Боязнь за Федора отняла сон. Марина была уверена, что он ушел в армию, как только услышал о войне. Разве мог Федор поступить иначе! Представлялось, что он уже где-нибудь в бою или даже… Марина гнала страшную мысль, но — неотвязчивая — она приходила вновь. Так нельзя — сидеть и ничего не делать! Марина вскакивала, приникала к окошку, хотелось убежать из вагона и без отчета, без раздумий сесть в первый воинский эшелон и помчаться назад… Может быть, еще успеет собрать Федора, проститься с ним… Собрать Федора! Как это просто! Марина чуть не разрыдалась, подумав об этом. Если б можно было ей теперь в непрочной военной жизни мечтать о счастье с Федором. Но он ушел в огонь войны, и она, Марина, не проводила его, ушел без ласки, суровый. Унес нехорошую память о ней. Если бы поплакать, просто, как плачут в разлуке жены!
Но разве слезы помогут? Единственное, что она хотела теперь, — уйти, вырваться из душного вагона, жить тем, чем жили сейчас все люди, — войной; вложить в общий труд и свой, пусть маленький, но полезный, — насколько хватит сил, — без сна, без отдыха труд…
Труд этот представлялся Марине очень светлым, она видела его даже радостным, потому что он не мог быть другим, раз освещался великой, общей целью — благородный труд на благо Родины, для фронта.
За окнами мимо их поезда, подолгу стоявшего на запасных путях, проходили воинские эшелоны, платформы с пушками, оборудованием, вагоны с детьми… И — как своему будущему — Марина поворачивала лицо доброму и сильному свету, что исходил от всего, куда ни падал взгляд: от спокойных, подобранных солдат-сибиряков, от вечерних костров беженцев, от суровых силуэтов огромных орудий, затянутых брезентом…
Эшелоны шли и шли с востока — с танками, пушками, солдатами… Что это за земля такая — Сибирь, — день и ночь насыщавшая фронт изобилием своих богатств?
— Сибирь — это огромная промышленная страна! — говорил сосед по купе, подвижной, энергичный, уже седеющий мужчина, чем-то удивительно напоминавший Марине отца. — Сибирь, она все, что хотите, может дать.
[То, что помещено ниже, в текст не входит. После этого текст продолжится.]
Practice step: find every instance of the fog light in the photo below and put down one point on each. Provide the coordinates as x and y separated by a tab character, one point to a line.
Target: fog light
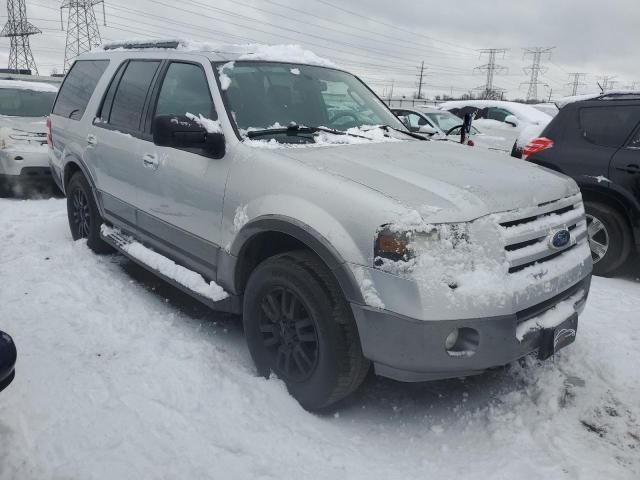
451	340
462	342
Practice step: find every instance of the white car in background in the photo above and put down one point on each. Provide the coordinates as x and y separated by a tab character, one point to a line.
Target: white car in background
516	123
444	125
24	161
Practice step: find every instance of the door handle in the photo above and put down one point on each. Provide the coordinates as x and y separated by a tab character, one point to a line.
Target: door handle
150	160
631	168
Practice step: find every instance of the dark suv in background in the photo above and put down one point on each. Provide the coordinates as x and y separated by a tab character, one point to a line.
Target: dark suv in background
597	142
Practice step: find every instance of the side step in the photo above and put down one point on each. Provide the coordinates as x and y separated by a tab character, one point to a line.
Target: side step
190	282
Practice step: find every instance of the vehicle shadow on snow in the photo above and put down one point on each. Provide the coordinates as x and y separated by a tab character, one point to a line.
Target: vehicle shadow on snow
376	393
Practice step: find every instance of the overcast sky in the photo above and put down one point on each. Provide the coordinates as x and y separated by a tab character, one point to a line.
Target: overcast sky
384	41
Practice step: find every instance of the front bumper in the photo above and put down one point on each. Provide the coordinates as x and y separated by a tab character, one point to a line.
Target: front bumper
413	350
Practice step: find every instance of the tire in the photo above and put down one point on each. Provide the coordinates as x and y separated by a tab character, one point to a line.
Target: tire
83	215
609	237
292	303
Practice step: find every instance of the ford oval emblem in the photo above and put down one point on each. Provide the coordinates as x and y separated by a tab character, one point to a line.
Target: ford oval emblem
560	239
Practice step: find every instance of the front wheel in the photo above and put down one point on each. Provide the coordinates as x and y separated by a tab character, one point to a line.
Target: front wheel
299	326
83	215
609	237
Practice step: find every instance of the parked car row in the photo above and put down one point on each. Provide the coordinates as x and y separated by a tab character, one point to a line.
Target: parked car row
24	106
594	139
267	182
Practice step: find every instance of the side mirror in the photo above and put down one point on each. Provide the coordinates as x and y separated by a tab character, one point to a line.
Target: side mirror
405	121
511	120
179	131
427	129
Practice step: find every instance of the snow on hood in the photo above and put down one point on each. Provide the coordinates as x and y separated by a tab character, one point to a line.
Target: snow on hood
25	124
24	85
285	53
443	181
524	112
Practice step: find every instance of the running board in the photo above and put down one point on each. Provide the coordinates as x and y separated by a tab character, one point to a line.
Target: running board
188	281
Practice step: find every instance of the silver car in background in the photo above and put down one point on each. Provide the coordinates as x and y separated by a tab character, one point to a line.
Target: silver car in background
270	183
24	164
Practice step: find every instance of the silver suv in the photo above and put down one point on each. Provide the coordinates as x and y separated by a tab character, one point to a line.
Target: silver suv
267	182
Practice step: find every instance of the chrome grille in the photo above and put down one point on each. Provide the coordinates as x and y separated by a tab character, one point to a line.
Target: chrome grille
527	231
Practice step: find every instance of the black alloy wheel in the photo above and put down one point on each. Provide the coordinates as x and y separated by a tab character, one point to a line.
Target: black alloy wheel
289	334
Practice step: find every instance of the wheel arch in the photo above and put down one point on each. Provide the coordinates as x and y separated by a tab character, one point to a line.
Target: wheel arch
270	235
612	196
73	165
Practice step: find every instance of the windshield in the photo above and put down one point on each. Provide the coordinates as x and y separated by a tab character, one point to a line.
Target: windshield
261	95
445	121
16	102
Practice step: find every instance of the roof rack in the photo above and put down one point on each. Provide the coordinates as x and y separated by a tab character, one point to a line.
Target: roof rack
630	95
168	44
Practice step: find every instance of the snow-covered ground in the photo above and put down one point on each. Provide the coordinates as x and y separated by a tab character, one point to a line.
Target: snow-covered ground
122	377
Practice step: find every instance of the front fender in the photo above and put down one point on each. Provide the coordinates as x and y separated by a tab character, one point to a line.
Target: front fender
309	236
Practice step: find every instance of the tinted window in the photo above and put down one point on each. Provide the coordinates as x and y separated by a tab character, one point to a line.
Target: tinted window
635	141
105	110
260	95
185	90
16	102
608	126
78	87
498	114
130	96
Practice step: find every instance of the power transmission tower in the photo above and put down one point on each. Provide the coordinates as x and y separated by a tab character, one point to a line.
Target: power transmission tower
575	82
489	90
83	33
18	29
420	80
607	83
535	69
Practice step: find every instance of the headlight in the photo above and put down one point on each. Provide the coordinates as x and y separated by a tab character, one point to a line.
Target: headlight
442	241
401	246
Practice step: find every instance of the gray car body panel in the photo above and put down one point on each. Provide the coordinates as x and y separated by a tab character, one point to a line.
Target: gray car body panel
201	212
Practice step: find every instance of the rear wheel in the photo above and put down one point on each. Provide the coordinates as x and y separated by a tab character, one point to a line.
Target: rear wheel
83	215
609	237
299	326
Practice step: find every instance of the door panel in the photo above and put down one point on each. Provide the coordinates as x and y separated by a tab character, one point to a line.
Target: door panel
186	189
625	167
116	142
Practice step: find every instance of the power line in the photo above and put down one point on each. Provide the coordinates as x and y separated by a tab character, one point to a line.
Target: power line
83	33
420	80
607	83
489	90
575	83
535	69
18	29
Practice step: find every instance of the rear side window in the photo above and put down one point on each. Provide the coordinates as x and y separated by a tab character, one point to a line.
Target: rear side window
608	126
78	87
131	93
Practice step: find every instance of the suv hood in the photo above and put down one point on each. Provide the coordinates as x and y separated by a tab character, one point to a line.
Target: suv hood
445	182
35	125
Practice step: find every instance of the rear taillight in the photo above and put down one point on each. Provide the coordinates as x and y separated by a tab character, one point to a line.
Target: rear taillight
535	146
49	134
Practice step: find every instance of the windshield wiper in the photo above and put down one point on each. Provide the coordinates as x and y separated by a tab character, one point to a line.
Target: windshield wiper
295	129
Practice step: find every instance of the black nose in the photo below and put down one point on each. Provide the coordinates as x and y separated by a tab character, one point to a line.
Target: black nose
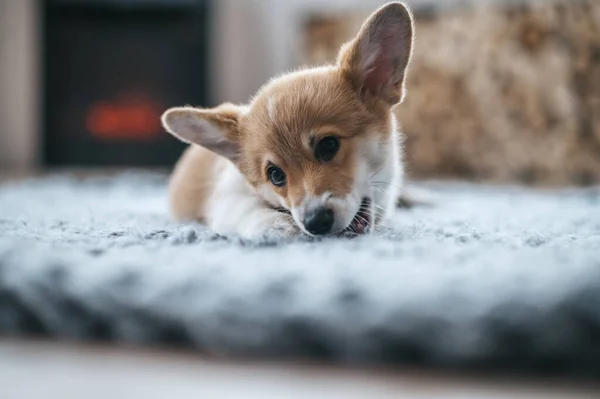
319	221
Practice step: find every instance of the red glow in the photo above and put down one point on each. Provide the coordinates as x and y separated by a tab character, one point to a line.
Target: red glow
138	121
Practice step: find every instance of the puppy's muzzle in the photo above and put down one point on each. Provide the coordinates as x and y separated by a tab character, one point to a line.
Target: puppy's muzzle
319	221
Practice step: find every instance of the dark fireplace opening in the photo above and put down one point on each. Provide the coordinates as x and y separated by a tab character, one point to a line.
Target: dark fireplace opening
111	68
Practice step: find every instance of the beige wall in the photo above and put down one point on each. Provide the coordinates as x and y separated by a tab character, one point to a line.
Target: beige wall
18	83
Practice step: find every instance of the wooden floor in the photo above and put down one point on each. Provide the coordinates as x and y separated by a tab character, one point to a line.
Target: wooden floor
34	369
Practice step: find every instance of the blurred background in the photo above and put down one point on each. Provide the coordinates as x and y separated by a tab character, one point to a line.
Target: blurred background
499	90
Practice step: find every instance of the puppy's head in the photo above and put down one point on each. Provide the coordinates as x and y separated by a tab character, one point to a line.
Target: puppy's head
311	141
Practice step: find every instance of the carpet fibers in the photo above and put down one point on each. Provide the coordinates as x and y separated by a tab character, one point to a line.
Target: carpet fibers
491	277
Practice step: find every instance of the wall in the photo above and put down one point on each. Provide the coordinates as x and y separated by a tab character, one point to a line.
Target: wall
19	90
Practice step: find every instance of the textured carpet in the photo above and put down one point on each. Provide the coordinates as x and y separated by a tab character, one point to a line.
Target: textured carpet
492	277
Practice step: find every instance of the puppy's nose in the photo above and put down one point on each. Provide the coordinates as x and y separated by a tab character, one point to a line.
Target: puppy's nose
319	221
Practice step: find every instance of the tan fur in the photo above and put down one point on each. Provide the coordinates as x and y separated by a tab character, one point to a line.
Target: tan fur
192	182
281	127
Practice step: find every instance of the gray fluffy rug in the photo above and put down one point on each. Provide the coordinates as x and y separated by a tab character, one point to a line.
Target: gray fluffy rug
493	277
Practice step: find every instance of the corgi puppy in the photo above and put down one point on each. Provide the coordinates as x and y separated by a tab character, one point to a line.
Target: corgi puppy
317	151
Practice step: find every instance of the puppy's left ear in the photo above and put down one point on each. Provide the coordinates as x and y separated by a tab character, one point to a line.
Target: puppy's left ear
376	60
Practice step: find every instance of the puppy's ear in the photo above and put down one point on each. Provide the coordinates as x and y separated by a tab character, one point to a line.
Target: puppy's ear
215	129
376	60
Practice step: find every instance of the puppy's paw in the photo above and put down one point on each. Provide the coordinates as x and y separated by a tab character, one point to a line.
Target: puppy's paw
283	227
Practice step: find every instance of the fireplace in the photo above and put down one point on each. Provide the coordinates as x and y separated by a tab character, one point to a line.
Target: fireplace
111	68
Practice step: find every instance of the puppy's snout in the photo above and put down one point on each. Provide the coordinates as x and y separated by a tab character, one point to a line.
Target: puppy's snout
319	221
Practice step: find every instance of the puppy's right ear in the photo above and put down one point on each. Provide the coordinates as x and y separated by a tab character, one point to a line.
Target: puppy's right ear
215	129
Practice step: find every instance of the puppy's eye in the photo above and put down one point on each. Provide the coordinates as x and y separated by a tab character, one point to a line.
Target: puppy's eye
276	175
326	149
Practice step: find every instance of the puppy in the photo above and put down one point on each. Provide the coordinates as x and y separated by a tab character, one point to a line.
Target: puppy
317	151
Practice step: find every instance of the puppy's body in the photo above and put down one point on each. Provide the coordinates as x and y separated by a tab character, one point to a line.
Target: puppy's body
316	151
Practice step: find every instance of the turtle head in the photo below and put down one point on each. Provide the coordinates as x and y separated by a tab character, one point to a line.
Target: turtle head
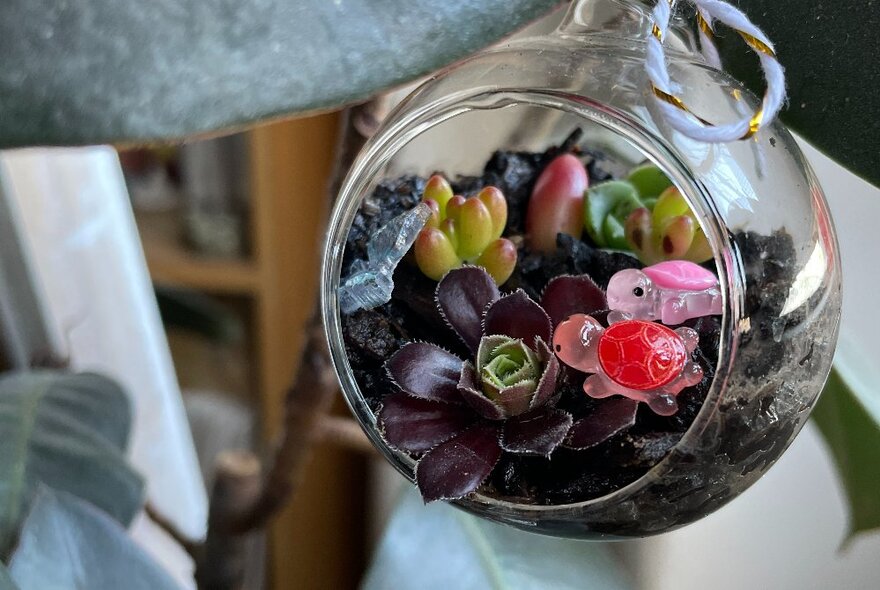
575	342
632	291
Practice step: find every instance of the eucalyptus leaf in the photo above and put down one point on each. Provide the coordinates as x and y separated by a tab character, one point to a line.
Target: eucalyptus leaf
853	436
828	50
437	547
68	543
68	431
96	71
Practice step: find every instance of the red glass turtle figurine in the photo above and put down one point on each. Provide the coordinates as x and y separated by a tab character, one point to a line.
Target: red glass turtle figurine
644	361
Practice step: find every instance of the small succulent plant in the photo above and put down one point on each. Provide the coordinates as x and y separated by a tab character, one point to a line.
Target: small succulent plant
557	202
647	215
459	416
649	181
669	232
464	230
607	207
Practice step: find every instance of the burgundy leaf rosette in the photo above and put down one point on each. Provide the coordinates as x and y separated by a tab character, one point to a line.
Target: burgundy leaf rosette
458	416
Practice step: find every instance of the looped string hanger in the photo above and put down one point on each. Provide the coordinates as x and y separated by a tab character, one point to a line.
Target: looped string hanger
665	91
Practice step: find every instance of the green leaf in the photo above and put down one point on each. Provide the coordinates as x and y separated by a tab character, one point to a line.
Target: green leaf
69	432
6	582
68	543
438	547
828	50
96	71
852	433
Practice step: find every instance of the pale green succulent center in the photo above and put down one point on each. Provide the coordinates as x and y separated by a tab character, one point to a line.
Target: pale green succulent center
506	364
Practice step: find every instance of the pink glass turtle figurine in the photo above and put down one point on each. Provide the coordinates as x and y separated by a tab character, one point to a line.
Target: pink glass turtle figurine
644	361
671	291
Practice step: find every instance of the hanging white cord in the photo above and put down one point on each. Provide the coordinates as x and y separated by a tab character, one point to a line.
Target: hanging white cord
665	91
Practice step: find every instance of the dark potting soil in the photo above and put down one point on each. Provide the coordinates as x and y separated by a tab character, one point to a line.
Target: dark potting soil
569	476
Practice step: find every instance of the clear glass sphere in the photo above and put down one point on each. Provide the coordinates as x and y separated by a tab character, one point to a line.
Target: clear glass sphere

Вот скоро Новосибирск. Ему нет еще и пятидесяти лет, но посмотрите, что за город! Красавец! Крупнейший индустриальный центр! А Кузбасс… Э! — Он махал рукой. — Фашистам плохо придется, когда все это подымется на войну. Сейчас, конечно, только разворачиваемся — невозможно ведь сразу все перестроить на войну… Такое хозяйство! Время, время, оно наш союзник, девушка!